North Korea has protested the suspension of U.S. fuel shipments to the impoverished country following its admission last fall of a secret nuclear weapons program. The North says it will resolve U.S. security concerns if Washington signs a nonaggression pact.

To many, the steps are a ploy by a desperately poor and isolated nation to trade its nuclear programs for much-need assistance and diplomatic ties. On Monday, White House press secretary Ari Fleischer accused North Korea of attempting blackmail.

But the KCNA report on Tuesday said North Korea's recent moves were prompted by Washington's aggressive attitude. While denying that Pyongyang posed a threat to the world, the report said the country was ready to fight any military moves against it.

The denial of brinkmanship came a day after U.S. Assistant Secretary of State James Kelly suggested the possibility of American energy aid to North Korea once the nuclear issue is resolved.

On Tuesday, Kelly met President Kim Dae-jung's two top security advisers — Lim Dong-won and Yim Sung-joon. Lim was instrumental in setting up Kim's historic summit with North Korean leader Kim Jong Il in 2000.

"Both sides reaffirmed that they should respond calmly and discreetly to North Korean actions under the principle of resolving the problem peacefully and diplomatically," the presidential office said in a news release.

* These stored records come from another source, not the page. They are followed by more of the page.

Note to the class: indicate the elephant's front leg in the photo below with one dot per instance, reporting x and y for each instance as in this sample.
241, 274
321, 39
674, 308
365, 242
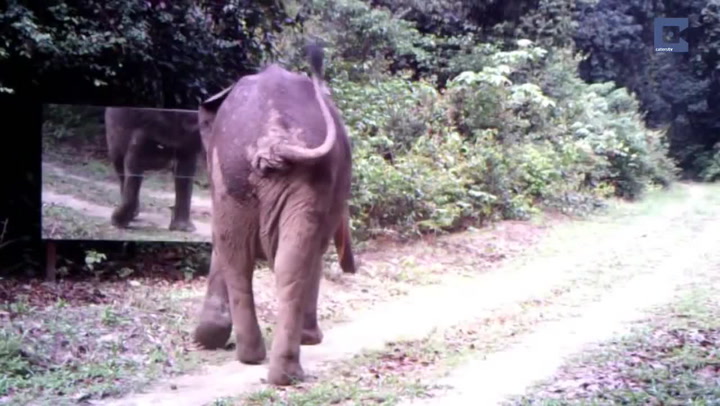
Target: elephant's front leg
215, 324
130, 189
185, 168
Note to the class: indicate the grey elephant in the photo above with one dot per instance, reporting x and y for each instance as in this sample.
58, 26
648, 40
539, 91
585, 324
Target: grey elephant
143, 139
280, 163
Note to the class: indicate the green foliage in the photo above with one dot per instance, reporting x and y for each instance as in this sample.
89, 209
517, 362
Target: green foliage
521, 133
169, 53
709, 164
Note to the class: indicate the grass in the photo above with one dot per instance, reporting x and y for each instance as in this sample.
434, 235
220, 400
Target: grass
61, 352
406, 369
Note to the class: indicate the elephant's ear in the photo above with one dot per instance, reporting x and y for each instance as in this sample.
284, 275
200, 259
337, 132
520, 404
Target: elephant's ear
207, 111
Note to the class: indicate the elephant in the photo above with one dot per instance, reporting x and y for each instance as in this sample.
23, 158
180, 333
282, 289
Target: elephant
280, 167
142, 139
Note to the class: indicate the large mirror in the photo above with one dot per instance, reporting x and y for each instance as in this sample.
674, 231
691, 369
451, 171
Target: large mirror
123, 173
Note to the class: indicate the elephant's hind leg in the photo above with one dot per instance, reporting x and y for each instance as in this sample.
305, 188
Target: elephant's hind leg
294, 265
215, 325
236, 237
311, 333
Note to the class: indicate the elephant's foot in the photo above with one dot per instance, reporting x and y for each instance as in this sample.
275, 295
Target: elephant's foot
123, 215
212, 336
347, 264
182, 225
283, 372
251, 353
311, 336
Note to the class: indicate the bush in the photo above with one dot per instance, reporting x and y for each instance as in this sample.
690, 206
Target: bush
522, 133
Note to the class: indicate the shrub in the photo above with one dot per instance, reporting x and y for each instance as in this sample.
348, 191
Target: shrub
521, 133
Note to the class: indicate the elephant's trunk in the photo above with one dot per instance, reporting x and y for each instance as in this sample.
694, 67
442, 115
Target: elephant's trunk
297, 153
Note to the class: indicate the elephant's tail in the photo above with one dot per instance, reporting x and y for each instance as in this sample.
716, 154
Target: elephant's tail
297, 153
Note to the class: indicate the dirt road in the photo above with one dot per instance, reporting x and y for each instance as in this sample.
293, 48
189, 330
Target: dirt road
581, 283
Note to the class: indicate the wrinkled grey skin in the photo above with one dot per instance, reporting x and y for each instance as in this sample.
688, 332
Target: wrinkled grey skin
280, 166
143, 139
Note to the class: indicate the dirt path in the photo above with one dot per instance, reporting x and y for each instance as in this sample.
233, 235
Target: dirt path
197, 201
493, 379
144, 220
640, 246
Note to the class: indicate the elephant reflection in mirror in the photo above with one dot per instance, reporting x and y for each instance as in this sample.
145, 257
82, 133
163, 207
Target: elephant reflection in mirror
145, 139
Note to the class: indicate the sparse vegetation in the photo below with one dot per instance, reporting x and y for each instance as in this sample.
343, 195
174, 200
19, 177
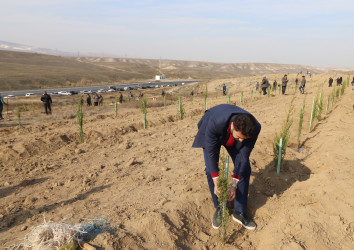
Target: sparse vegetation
19, 116
223, 197
319, 107
284, 134
144, 111
80, 118
301, 120
180, 108
116, 106
206, 97
313, 113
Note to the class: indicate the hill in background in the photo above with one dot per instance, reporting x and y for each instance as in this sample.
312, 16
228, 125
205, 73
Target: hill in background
19, 70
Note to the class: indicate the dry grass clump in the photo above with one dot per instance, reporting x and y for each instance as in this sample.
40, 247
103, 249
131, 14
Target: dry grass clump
49, 236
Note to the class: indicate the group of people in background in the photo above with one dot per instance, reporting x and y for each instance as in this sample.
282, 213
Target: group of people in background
265, 85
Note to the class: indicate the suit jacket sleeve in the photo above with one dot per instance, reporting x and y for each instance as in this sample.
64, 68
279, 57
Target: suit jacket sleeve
243, 166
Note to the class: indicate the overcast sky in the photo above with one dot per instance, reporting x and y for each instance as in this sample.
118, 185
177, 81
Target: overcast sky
308, 32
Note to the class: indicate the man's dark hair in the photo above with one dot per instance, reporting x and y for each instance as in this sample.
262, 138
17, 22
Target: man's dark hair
246, 124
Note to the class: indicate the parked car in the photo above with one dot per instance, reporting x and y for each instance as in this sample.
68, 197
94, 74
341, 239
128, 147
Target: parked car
64, 93
86, 92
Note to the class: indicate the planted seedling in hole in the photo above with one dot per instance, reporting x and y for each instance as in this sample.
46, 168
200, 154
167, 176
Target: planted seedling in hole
180, 108
19, 116
80, 117
284, 134
223, 197
301, 120
116, 107
206, 96
144, 111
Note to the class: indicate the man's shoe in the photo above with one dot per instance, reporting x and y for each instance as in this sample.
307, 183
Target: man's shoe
244, 220
215, 221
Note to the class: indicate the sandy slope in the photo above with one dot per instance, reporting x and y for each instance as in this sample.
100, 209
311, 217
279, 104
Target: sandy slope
151, 183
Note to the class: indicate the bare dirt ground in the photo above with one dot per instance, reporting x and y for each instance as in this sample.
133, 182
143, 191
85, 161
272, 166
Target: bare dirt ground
151, 183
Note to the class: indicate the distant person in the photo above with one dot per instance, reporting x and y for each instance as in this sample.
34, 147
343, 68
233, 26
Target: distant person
88, 100
47, 102
95, 99
284, 83
338, 81
330, 82
2, 103
275, 84
302, 86
224, 89
264, 85
100, 100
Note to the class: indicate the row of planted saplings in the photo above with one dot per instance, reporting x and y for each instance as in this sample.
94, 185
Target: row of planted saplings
281, 138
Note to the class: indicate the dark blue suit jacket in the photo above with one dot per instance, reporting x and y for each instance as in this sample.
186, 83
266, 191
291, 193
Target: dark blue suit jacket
212, 134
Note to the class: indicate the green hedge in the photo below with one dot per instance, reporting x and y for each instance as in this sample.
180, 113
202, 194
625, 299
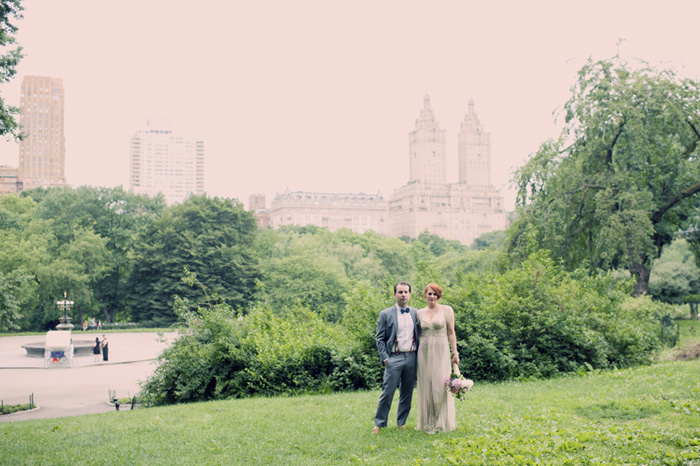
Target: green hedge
225, 354
539, 320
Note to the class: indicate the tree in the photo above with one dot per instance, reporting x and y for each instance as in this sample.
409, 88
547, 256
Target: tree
213, 238
622, 178
10, 289
115, 215
489, 240
10, 10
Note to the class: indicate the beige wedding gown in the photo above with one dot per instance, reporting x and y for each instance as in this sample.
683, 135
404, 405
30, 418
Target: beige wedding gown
436, 406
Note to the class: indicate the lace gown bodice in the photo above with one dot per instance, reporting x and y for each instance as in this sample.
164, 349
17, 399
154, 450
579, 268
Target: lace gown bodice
436, 406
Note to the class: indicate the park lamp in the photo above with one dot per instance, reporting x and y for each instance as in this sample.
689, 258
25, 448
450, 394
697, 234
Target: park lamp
65, 306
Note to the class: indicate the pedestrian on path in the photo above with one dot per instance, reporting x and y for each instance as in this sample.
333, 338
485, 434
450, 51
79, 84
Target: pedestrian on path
105, 348
96, 350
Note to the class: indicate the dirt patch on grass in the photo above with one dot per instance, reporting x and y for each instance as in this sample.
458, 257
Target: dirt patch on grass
686, 354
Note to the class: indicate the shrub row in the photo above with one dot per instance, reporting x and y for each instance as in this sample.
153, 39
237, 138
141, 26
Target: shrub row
534, 321
225, 354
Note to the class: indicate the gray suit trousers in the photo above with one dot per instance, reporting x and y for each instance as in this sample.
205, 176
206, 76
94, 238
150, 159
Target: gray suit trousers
400, 371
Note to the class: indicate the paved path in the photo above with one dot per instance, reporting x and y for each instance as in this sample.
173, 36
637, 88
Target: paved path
83, 388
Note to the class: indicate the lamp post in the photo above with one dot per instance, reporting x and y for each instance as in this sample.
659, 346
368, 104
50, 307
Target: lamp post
65, 306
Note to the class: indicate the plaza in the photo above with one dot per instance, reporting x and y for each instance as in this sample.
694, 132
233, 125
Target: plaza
83, 388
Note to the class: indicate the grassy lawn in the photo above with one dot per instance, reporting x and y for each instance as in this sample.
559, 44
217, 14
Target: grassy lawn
648, 415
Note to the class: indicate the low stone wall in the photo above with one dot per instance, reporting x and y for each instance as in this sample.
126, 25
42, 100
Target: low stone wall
80, 348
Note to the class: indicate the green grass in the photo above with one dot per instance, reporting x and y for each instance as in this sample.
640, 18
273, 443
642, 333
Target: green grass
648, 415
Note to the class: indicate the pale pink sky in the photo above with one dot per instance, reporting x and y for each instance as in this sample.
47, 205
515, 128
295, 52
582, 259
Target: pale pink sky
321, 95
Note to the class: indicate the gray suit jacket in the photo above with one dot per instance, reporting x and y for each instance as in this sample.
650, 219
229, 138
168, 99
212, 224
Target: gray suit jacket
388, 325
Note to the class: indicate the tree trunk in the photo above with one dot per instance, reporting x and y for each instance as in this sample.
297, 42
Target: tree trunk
641, 273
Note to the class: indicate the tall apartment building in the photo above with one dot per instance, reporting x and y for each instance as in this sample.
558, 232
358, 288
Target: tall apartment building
42, 151
164, 162
256, 204
461, 210
9, 181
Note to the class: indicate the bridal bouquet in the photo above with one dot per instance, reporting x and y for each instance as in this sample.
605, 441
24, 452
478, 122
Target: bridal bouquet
458, 385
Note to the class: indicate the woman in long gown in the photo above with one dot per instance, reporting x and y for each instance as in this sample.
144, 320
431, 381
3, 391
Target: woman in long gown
436, 406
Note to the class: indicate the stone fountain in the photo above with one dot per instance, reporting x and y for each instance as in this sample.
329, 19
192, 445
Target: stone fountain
80, 347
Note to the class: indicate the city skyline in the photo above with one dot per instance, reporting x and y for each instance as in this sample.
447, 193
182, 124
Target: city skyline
320, 97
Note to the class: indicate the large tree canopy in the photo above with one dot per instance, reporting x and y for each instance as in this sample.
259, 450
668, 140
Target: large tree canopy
623, 177
212, 237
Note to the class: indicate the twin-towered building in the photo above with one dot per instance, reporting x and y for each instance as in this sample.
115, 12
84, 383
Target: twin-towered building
461, 210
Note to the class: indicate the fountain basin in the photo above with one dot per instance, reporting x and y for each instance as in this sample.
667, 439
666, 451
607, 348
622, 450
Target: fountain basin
80, 348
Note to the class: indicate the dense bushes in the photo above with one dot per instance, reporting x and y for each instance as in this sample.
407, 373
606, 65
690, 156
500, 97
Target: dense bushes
534, 321
539, 320
224, 354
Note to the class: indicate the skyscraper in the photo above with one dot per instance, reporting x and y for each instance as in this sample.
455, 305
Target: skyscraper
461, 210
426, 146
42, 152
164, 162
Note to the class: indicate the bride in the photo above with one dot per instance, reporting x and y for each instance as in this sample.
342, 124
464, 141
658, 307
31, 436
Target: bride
436, 406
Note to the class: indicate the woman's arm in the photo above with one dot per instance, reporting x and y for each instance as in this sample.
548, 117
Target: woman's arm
451, 335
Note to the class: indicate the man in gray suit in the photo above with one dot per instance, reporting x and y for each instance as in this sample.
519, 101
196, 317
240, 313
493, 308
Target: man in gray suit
397, 342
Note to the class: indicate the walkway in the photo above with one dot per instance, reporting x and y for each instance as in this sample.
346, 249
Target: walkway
82, 389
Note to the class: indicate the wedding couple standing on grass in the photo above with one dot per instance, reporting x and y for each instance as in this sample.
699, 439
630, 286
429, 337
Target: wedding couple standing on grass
415, 344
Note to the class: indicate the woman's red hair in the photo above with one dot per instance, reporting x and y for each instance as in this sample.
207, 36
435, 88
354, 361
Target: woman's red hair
435, 287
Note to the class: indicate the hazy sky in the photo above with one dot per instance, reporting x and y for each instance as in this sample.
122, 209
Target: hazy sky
321, 95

The two sides also agreed to seek cooperation from Russia, China and the U.N. International Atomic Energy Agency for an "early and peaceful" resolution to the standoff, the release said.

Pyongyang appeared to dismiss such efforts, though analysts regards its harsh rhetoric as an attempt to push Washington into talks.

"The Bush warlike group has finally decided to provoke a war of aggression against North Korea, though it talks about `dialogue' and `security assurance,'" the state-run Rodong newspaper said in a commentary carried Tuesday on KCNA.

In an interview last week with The Washington Post, Secretary of State Colin Powell reiterated that the United States "had no aggressive intent." But he said the North Koreans apparently want formal assurances the United States won't attack.

North Korean state-run media also reported that rallies in support of the withdrawal from the nuclear pact were held on Sunday and Monday in the northwest of the country and in Kaesong city, close to the border with South Korea.

The international effort to defuse the confrontation and dissuade Pyongyang from building nuclear weapons widened on Tuesday when envoys from the United Nations and Australia headed to North Korea.

Murray McLean, Australia's Foreign Affairs Department's first assistant secretary for North Asia, said in Beijing en route to Pyongyang that he would express "our strong views" against nuclear proliferation.

Maurice Strong, a special adviser to U.N. Secretary-General Kofi Annan, said he would try to assess North Korea's needs for foreign food aid.